M. Peggotty sembla trouver que c’était
une idée très-profonde, mais il répondit :
« Non, monsieur, je ne lui ai jamais
donné de nom.
– Qui lui a donc donné ce nom ? dis-je en
posant à M. Peggotty la seconde question du catéchisme.
– Mais, monsieur, c’est son père qui le lui a
donné, dit M. Peggotty.
– Je croyais que vous étiez son père.
– C’était mon frère Joe qui était son père,
dit M. Peggotty.
– Il est mort, M. Peggotty ?
demandai-je après un moment de silence respectueux.

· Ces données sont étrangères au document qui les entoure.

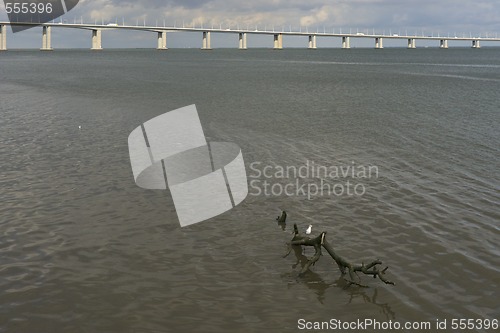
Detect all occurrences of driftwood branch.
[284,215,394,287]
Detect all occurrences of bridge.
[0,22,500,51]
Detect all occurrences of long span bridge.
[0,22,500,51]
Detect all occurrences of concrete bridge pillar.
[238,32,247,50]
[156,31,168,50]
[0,25,7,51]
[40,26,52,51]
[91,29,102,51]
[201,31,212,50]
[307,35,316,50]
[342,36,351,49]
[273,34,283,50]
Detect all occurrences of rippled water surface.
[0,48,500,332]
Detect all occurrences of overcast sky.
[0,0,500,48]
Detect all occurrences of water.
[0,48,500,332]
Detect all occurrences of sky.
[0,0,500,49]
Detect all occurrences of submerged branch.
[284,220,395,287]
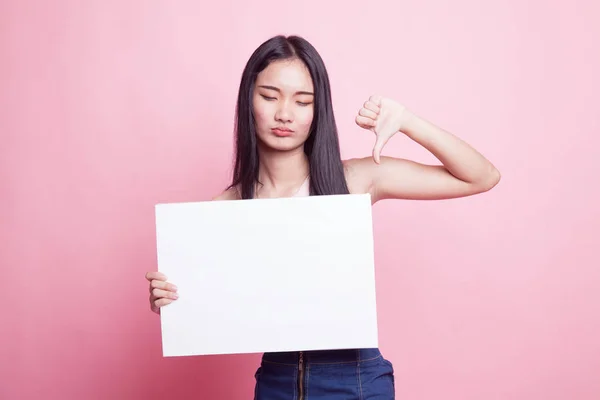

– Noyé, dit M. Peggotty. »
J’étais très-étonné que M. Peggotty ne
fût pas le père de Ham, et je me demandais si je ne me trompais pas
aussi sur sa parenté avec les autres personnes présentes. J’avais
si grande envie de le savoir, que je me déterminai à le demander à
M. Peggotty.
« Et la petite Émilie, dis-je, en la
regardant. C’est votre fille, n’est-ce pas, monsieur
Peggotty ?
– Non, monsieur. C’était mon beau-frère, Tom,
qui était son père. »
Je ne pus m’empêcher de lui dire après un
autre silence plein de respect : « Il est mort,
M. Peggotty ?
– Noyé, » dit M. Peggotty.
Je sentais combien il était difficile de
continuer sur ce sujet, mais je ne savais pas encore tout, et je
voulais tout savoir. J’ajoutai donc :
« Vous avez des enfants, monsieur
Peggotty.
– Non, monsieur, répondit-il en riant. Je suis
célibataire.
– Célibataire ! dis-je avec étonnement.
Mais alors, qu’est-ce que c’est que ça, monsieur
Peggotty ? » Et je lui montrai la personne au tablier
blanc qui tricotait.
« C’est mistress Gummidge, dit
M. Peggotty.
– Gummidge, monsieur
Peggotty ? »
Mais ici Peggotty, je veux dire ma Peggotty à
moi, me fit des signes tellement expressifs pour me dire de ne plus
faire de questions qu’il ne me resta plus qu’à m’asseoir et à
regarder toute la compagnie qui garda le silence, jusqu’au moment
où on alla se coucher. Alors, dans le secret de ma petite cabine,
Peggotty m’informa que Ham et Émilie étaient un neveu et une nièce
de mon hôte qu’il avait adoptés dans leur enfance à différentes
époques, lorsque la mort de leurs parents les avait laissés sans
ressources, et que mistress Gummidge était la veuve d’un marin, son
associé dans l’exploitation d’une barque, qui était mort
très-pauvre. Mon frère n’est lui-même qu’un pauvre homme, disait
Peggotty, mais c’est de l’or en barre, franc comme l’acier, (je
cite ses comparaisons). Le seul sujet, à ce qu’elle m’apprit, qui
fit sortir son frère de son caractère ou qui le portât à jurer,
c’était lorsqu’on parlait de sa générosité.